Nielsen: Marketing ‘Gravy Train’ to Derail by 2020

July 30, 2009

A graying population, slowing birth rate and increasing ethnic diversity will change the face and buying patterns of consumers in the US and will require that marketers of the future reach a shrinking pie of older and multi-cultural demographics in more effective ways, according to an analysis from The Nielsen Company.

Though the current economic downturn is already straining marketers and retailers, Nielsen expects discretionary spending to return to moderate levels in the short term. However, the analysis shows that both the US and the developed world can expect rough times in coming years because of the way the population is changing.

Key insights from the analysis:

  • Baby Boomers Will Become a Burden: Though Baby Boomers are currently a boon to the US economy, they will become more of a burden as they continue to age, retire, lose spending power and tax the social systems intended to support them. A corresponding decline in the number of new births that began in the 1970s means there won’t be enough younger consumers to balance the Boomers out.
  • Disadvantaged Segments Will Grow: At the same time as the Baby Boom generation ages, birth rates remain low and household sizes decrease, the most economically-disadvantaged market segments are expected to grow, putting unprecedented pressure on per-capita spending. Nielsen estimates that between now and 2020, the US will experience very minor growth in per-household spending. After that, spending on consumer products will continue to fall through 2020 in constant dollars:


  • Older Consumers Will Need Different Products: Though older consumers will lose some of their spending power, they will still be a viable segment for companies willing, able and savvy enough to market to them.
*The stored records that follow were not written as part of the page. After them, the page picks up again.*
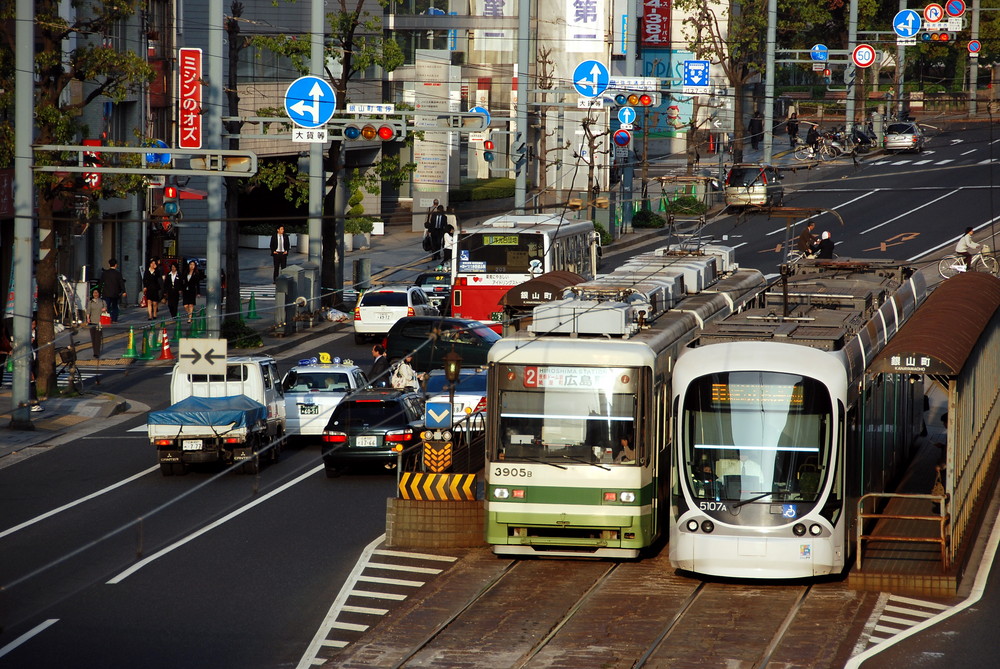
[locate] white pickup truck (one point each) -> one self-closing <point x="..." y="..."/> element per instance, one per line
<point x="231" y="418"/>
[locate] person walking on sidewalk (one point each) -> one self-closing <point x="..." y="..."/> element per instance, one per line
<point x="792" y="127"/>
<point x="173" y="286"/>
<point x="113" y="288"/>
<point x="95" y="308"/>
<point x="152" y="289"/>
<point x="192" y="288"/>
<point x="756" y="130"/>
<point x="279" y="250"/>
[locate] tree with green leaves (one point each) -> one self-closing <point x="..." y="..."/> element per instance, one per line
<point x="70" y="51"/>
<point x="357" y="43"/>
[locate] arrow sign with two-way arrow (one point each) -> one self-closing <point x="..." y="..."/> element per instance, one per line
<point x="202" y="356"/>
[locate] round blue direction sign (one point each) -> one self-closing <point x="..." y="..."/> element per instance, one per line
<point x="906" y="23"/>
<point x="591" y="78"/>
<point x="310" y="102"/>
<point x="162" y="158"/>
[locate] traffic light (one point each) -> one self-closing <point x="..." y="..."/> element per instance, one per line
<point x="171" y="200"/>
<point x="938" y="36"/>
<point x="375" y="131"/>
<point x="637" y="98"/>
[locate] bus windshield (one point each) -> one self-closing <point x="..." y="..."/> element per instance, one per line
<point x="501" y="253"/>
<point x="567" y="414"/>
<point x="756" y="436"/>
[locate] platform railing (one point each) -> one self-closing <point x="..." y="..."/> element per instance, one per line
<point x="942" y="519"/>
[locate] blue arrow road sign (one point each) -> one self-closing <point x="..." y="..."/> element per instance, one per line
<point x="310" y="102"/>
<point x="591" y="78"/>
<point x="906" y="23"/>
<point x="482" y="110"/>
<point x="696" y="74"/>
<point x="437" y="414"/>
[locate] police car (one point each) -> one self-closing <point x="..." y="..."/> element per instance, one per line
<point x="313" y="388"/>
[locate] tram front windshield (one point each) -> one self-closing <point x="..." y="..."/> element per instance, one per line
<point x="501" y="253"/>
<point x="559" y="414"/>
<point x="756" y="436"/>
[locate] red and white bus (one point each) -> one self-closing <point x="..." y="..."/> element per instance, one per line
<point x="505" y="251"/>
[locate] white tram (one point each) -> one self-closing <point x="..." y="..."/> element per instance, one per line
<point x="577" y="431"/>
<point x="779" y="429"/>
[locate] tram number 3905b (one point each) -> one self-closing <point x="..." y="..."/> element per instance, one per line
<point x="512" y="471"/>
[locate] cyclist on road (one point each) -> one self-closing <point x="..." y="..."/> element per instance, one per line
<point x="967" y="248"/>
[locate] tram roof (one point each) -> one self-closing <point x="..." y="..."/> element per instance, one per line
<point x="941" y="334"/>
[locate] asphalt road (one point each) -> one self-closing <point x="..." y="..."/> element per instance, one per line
<point x="120" y="577"/>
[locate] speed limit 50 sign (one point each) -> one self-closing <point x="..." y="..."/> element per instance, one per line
<point x="863" y="55"/>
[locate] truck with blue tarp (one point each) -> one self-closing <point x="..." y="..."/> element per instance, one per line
<point x="231" y="418"/>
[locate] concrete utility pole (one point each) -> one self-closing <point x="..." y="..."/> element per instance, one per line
<point x="212" y="138"/>
<point x="24" y="85"/>
<point x="316" y="172"/>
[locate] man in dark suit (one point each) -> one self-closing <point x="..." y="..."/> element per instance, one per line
<point x="378" y="375"/>
<point x="279" y="250"/>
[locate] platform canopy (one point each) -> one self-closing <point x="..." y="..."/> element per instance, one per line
<point x="941" y="334"/>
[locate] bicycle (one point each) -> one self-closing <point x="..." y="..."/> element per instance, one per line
<point x="954" y="263"/>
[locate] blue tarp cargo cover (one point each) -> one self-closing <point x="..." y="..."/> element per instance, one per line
<point x="238" y="409"/>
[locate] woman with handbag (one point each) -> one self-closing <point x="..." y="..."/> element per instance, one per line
<point x="96" y="308"/>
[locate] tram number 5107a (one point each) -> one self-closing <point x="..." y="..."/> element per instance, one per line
<point x="712" y="506"/>
<point x="512" y="471"/>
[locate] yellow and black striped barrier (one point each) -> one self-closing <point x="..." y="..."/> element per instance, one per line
<point x="437" y="487"/>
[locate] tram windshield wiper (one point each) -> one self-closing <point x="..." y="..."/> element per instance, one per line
<point x="757" y="496"/>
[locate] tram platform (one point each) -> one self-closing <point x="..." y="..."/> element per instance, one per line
<point x="903" y="553"/>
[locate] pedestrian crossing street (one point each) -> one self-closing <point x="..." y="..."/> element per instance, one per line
<point x="894" y="615"/>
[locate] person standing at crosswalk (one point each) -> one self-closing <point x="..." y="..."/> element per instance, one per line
<point x="279" y="250"/>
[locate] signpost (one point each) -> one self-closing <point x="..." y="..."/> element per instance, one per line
<point x="202" y="356"/>
<point x="310" y="102"/>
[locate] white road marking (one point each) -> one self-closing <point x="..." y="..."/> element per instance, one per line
<point x="27" y="635"/>
<point x="208" y="528"/>
<point x="70" y="505"/>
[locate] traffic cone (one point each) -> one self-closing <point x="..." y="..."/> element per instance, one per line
<point x="165" y="352"/>
<point x="252" y="308"/>
<point x="130" y="351"/>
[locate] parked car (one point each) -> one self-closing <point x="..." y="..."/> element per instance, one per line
<point x="754" y="185"/>
<point x="469" y="338"/>
<point x="380" y="307"/>
<point x="369" y="426"/>
<point x="313" y="389"/>
<point x="437" y="288"/>
<point x="903" y="136"/>
<point x="470" y="395"/>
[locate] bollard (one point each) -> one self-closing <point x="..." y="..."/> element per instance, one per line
<point x="130" y="351"/>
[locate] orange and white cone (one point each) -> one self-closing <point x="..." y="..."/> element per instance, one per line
<point x="165" y="352"/>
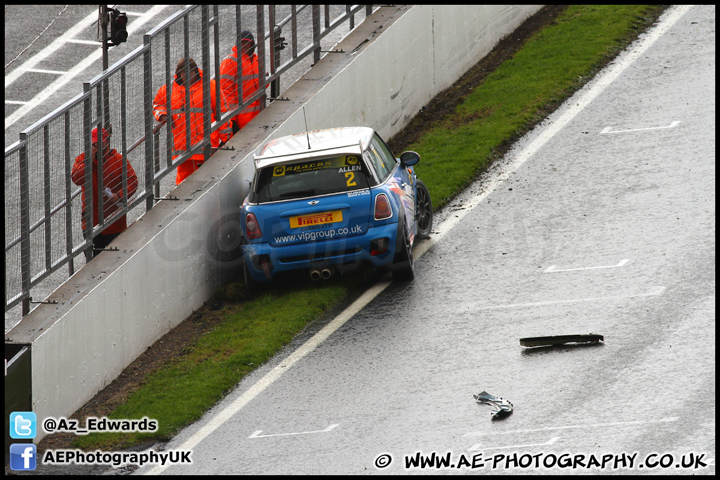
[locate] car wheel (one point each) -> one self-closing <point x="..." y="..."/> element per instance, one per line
<point x="423" y="211"/>
<point x="404" y="265"/>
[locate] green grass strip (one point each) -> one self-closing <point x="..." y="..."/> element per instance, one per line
<point x="551" y="66"/>
<point x="249" y="336"/>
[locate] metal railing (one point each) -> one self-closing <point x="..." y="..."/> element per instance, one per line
<point x="43" y="207"/>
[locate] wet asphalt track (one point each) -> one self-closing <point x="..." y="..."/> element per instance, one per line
<point x="608" y="228"/>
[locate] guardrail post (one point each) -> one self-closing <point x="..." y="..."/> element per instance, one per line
<point x="316" y="33"/>
<point x="46" y="196"/>
<point x="207" y="104"/>
<point x="68" y="197"/>
<point x="260" y="42"/>
<point x="87" y="145"/>
<point x="149" y="137"/>
<point x="24" y="224"/>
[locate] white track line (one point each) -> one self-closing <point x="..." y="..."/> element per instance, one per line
<point x="48" y="91"/>
<point x="606" y="79"/>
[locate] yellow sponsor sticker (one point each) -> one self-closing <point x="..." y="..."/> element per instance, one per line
<point x="316" y="219"/>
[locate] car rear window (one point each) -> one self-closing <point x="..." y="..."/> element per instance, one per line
<point x="308" y="179"/>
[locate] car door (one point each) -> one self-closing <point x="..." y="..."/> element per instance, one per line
<point x="402" y="182"/>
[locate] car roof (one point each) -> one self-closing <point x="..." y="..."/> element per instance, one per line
<point x="322" y="143"/>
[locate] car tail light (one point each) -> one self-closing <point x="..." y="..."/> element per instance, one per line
<point x="253" y="228"/>
<point x="382" y="207"/>
<point x="379" y="246"/>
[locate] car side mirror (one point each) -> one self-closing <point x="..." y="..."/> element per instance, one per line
<point x="409" y="158"/>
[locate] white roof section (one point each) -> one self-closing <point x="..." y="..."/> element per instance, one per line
<point x="323" y="143"/>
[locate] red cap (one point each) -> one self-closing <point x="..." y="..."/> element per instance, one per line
<point x="94" y="135"/>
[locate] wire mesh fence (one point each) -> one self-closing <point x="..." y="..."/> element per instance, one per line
<point x="45" y="241"/>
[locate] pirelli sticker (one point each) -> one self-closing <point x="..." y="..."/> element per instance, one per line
<point x="316" y="219"/>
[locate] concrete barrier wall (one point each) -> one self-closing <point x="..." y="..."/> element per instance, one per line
<point x="175" y="257"/>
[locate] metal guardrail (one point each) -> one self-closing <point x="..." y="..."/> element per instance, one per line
<point x="42" y="206"/>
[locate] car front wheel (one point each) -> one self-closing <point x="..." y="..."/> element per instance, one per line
<point x="404" y="266"/>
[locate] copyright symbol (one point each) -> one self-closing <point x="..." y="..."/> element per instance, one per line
<point x="49" y="425"/>
<point x="383" y="461"/>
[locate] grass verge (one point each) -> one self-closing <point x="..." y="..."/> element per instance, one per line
<point x="552" y="65"/>
<point x="523" y="90"/>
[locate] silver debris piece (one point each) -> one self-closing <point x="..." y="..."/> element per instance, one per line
<point x="502" y="407"/>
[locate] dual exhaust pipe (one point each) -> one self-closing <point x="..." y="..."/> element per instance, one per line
<point x="317" y="274"/>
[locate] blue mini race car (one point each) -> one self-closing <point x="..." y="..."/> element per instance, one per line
<point x="330" y="200"/>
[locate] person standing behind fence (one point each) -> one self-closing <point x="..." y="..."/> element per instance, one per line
<point x="250" y="80"/>
<point x="113" y="195"/>
<point x="180" y="112"/>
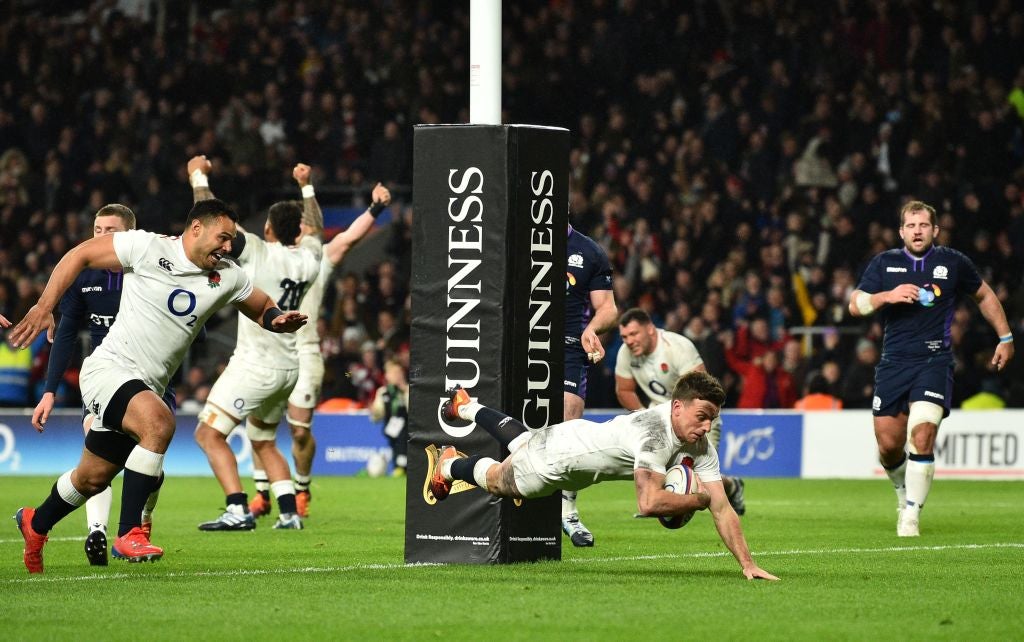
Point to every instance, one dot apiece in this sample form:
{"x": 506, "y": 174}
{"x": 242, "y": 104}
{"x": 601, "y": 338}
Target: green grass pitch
{"x": 845, "y": 574}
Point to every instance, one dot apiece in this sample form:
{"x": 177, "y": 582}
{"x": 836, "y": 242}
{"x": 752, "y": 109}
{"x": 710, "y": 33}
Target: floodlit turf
{"x": 845, "y": 573}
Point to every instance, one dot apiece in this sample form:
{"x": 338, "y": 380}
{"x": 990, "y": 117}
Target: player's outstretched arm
{"x": 865, "y": 304}
{"x": 261, "y": 309}
{"x": 97, "y": 253}
{"x": 199, "y": 176}
{"x": 727, "y": 524}
{"x": 340, "y": 245}
{"x": 992, "y": 310}
{"x": 312, "y": 216}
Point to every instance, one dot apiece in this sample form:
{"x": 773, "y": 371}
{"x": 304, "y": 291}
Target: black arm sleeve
{"x": 238, "y": 245}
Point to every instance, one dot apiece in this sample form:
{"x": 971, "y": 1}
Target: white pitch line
{"x": 22, "y": 541}
{"x": 594, "y": 560}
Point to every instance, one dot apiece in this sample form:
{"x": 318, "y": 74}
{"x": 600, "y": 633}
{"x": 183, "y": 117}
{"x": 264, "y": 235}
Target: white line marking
{"x": 20, "y": 541}
{"x": 601, "y": 560}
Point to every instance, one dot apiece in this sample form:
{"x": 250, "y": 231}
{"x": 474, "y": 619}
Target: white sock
{"x": 898, "y": 477}
{"x": 68, "y": 491}
{"x": 446, "y": 469}
{"x": 469, "y": 411}
{"x": 97, "y": 510}
{"x": 284, "y": 486}
{"x": 568, "y": 503}
{"x": 919, "y": 482}
{"x": 480, "y": 472}
{"x": 519, "y": 441}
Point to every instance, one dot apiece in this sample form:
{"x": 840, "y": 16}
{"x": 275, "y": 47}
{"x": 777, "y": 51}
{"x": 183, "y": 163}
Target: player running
{"x": 918, "y": 288}
{"x": 92, "y": 301}
{"x": 306, "y": 393}
{"x": 171, "y": 287}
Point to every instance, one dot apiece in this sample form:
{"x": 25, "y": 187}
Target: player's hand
{"x": 199, "y": 163}
{"x": 1004, "y": 352}
{"x": 36, "y": 321}
{"x": 381, "y": 195}
{"x": 905, "y": 293}
{"x": 592, "y": 344}
{"x": 42, "y": 412}
{"x": 289, "y": 322}
{"x": 756, "y": 572}
{"x": 301, "y": 174}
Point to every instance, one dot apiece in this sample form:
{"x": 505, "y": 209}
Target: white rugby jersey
{"x": 306, "y": 337}
{"x": 582, "y": 453}
{"x": 164, "y": 303}
{"x": 656, "y": 373}
{"x": 285, "y": 273}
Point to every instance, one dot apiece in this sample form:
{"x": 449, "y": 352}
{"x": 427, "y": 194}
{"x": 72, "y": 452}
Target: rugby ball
{"x": 681, "y": 480}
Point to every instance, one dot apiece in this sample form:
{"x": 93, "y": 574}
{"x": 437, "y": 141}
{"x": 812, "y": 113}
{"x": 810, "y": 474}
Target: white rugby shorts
{"x": 307, "y": 388}
{"x": 245, "y": 389}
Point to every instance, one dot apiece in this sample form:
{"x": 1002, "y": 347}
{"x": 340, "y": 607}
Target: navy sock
{"x": 462, "y": 468}
{"x": 136, "y": 490}
{"x": 897, "y": 464}
{"x": 50, "y": 512}
{"x": 499, "y": 425}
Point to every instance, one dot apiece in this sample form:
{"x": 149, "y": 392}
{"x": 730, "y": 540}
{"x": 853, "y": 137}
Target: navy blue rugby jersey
{"x": 587, "y": 269}
{"x": 942, "y": 276}
{"x": 92, "y": 300}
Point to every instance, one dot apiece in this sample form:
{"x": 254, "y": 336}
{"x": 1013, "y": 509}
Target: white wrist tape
{"x": 863, "y": 302}
{"x": 199, "y": 179}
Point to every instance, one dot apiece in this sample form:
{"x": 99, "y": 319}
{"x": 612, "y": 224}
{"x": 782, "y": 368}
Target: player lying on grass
{"x": 578, "y": 454}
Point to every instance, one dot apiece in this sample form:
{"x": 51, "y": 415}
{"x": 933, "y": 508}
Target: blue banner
{"x": 761, "y": 445}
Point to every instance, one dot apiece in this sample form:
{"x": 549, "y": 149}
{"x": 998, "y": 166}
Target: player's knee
{"x": 217, "y": 420}
{"x": 258, "y": 431}
{"x": 301, "y": 436}
{"x": 89, "y": 481}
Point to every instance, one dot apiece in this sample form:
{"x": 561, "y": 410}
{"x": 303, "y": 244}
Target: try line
{"x": 386, "y": 566}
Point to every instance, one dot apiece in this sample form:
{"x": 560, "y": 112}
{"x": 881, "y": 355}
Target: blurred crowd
{"x": 738, "y": 161}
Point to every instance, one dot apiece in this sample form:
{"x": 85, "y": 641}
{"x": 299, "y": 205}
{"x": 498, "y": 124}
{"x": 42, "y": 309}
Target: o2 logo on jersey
{"x": 928, "y": 293}
{"x": 180, "y": 307}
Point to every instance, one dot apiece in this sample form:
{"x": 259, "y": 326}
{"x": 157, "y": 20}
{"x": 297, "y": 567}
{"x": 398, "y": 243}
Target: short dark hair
{"x": 634, "y": 314}
{"x": 817, "y": 384}
{"x": 698, "y": 385}
{"x": 121, "y": 211}
{"x": 209, "y": 209}
{"x": 916, "y": 206}
{"x": 285, "y": 218}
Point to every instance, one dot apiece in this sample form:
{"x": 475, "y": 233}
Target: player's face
{"x": 211, "y": 241}
{"x": 638, "y": 337}
{"x": 108, "y": 225}
{"x": 691, "y": 420}
{"x": 918, "y": 231}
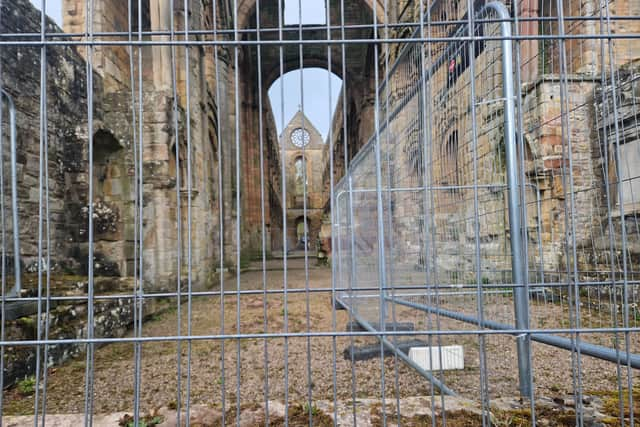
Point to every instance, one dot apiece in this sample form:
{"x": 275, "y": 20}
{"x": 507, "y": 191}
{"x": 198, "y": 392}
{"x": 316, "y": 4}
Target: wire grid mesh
{"x": 151, "y": 248}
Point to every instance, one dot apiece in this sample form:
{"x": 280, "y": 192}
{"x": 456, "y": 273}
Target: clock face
{"x": 300, "y": 137}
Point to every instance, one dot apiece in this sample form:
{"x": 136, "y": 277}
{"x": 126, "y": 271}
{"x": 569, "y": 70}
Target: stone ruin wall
{"x": 66, "y": 138}
{"x": 544, "y": 163}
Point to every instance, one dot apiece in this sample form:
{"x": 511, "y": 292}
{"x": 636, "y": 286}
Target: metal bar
{"x": 521, "y": 295}
{"x": 390, "y": 346}
{"x": 17, "y": 287}
{"x": 597, "y": 351}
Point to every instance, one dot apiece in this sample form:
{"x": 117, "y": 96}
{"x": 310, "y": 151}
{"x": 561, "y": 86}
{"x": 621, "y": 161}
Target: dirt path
{"x": 262, "y": 362}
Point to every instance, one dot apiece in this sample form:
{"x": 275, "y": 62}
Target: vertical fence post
{"x": 518, "y": 263}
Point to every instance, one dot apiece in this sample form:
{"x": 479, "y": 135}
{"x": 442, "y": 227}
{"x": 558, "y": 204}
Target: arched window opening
{"x": 302, "y": 233}
{"x": 450, "y": 166}
{"x": 140, "y": 15}
{"x": 319, "y": 98}
{"x": 181, "y": 164}
{"x": 54, "y": 9}
{"x": 314, "y": 12}
{"x": 108, "y": 167}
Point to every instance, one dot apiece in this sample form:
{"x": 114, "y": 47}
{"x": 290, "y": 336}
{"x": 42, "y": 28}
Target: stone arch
{"x": 357, "y": 72}
{"x": 112, "y": 206}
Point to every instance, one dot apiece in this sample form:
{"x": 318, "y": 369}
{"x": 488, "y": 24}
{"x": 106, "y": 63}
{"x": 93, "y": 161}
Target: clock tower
{"x": 305, "y": 159}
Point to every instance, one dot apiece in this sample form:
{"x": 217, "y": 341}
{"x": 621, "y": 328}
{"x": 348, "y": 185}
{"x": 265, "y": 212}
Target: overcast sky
{"x": 316, "y": 86}
{"x": 316, "y": 97}
{"x": 313, "y": 11}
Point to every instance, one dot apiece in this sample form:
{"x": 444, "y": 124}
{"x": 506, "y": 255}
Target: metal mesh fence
{"x": 462, "y": 246}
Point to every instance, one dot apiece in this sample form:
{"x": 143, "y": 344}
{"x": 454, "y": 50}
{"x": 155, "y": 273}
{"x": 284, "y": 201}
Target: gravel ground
{"x": 260, "y": 362}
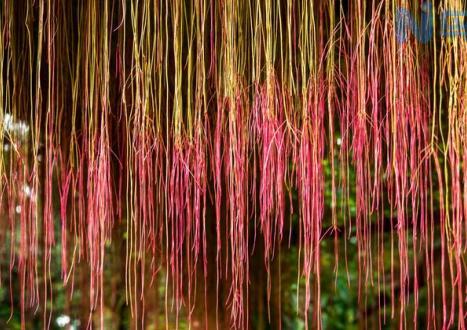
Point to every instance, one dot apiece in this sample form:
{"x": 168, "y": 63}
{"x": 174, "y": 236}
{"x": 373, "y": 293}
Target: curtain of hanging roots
{"x": 157, "y": 113}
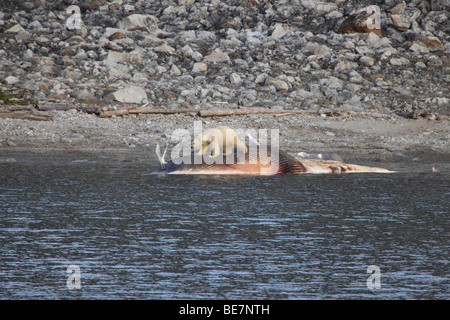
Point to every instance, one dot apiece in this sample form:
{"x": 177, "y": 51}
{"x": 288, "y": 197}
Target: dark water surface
{"x": 140, "y": 236}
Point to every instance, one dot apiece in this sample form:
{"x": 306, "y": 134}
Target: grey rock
{"x": 11, "y": 80}
{"x": 139, "y": 22}
{"x": 131, "y": 94}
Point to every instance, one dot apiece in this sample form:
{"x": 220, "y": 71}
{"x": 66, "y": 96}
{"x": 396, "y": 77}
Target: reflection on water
{"x": 141, "y": 236}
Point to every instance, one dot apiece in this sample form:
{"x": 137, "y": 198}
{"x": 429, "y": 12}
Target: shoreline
{"x": 133, "y": 138}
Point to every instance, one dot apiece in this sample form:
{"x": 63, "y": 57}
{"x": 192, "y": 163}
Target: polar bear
{"x": 221, "y": 139}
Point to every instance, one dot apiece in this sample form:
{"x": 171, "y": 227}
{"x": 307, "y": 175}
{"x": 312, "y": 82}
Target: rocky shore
{"x": 380, "y": 89}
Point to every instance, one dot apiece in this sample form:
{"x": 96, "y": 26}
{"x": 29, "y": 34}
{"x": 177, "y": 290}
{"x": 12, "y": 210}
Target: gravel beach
{"x": 376, "y": 96}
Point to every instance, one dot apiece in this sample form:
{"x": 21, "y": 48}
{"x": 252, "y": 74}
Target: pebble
{"x": 235, "y": 53}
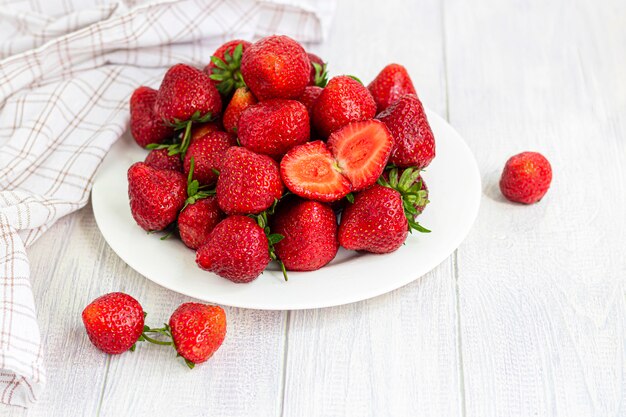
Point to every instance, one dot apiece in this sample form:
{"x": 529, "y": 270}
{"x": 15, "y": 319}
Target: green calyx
{"x": 410, "y": 188}
{"x": 272, "y": 238}
{"x": 195, "y": 191}
{"x": 180, "y": 145}
{"x": 228, "y": 71}
{"x": 161, "y": 337}
{"x": 321, "y": 74}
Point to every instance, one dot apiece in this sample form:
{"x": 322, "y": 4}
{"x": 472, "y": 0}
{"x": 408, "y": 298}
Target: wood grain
{"x": 531, "y": 320}
{"x": 394, "y": 355}
{"x": 542, "y": 306}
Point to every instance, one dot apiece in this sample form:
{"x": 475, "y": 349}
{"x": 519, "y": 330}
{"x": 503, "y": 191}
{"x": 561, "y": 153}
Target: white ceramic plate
{"x": 454, "y": 184}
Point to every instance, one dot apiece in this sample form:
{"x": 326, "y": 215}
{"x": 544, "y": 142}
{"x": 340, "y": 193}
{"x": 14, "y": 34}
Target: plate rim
{"x": 353, "y": 297}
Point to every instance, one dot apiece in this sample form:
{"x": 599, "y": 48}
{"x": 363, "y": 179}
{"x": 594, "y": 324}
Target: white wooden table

In terms of demographics, by 2037, nearly one in three households will be headed by someone age 65+. Of them, nearly three-quarters will be non-Hispanic white, nearly half will be single, and the majority will be women.
  • Multiculturalism Will Explode: Though households of the future are projected to be smaller, their ethnic and racial makeup will differ dramatically from today. By 2025, more than half of all families with children will be multi-cultural and less than half will be native-born non-Hispanic white. Though Hispanics will be the largest group, Asians, African and Caribbean Blacks, among others, will make up significant shares. Reaching these demographics will require marketers to develop campaigns that embrace and understand this diversity.

Competition for Shrinking Pie

Overall, an aging population, decreased spending,? higher demand for products that target older and ethnic consumers and a fragmenting mass media landscape will present a multitude of challenges for marketers, especially in terms of redefining the concept of market share and competing for a piece of a much smaller pie.

“Marketers in the US and throughout the world are not accustomed to a shrinking pie, but rather are used to thriving marketplaces with robust spending growth,” said Doug Anderson, Nielsen SVP, research & development, who wrote the analysis.

“In the near future -? and for decades to come – this growth gravy train will be off the tracks, Anderson said. “Growth will only come from increasing share against competition. The new consumer marketplace of the US will bring new relevance to the phrase ‘share wars’.”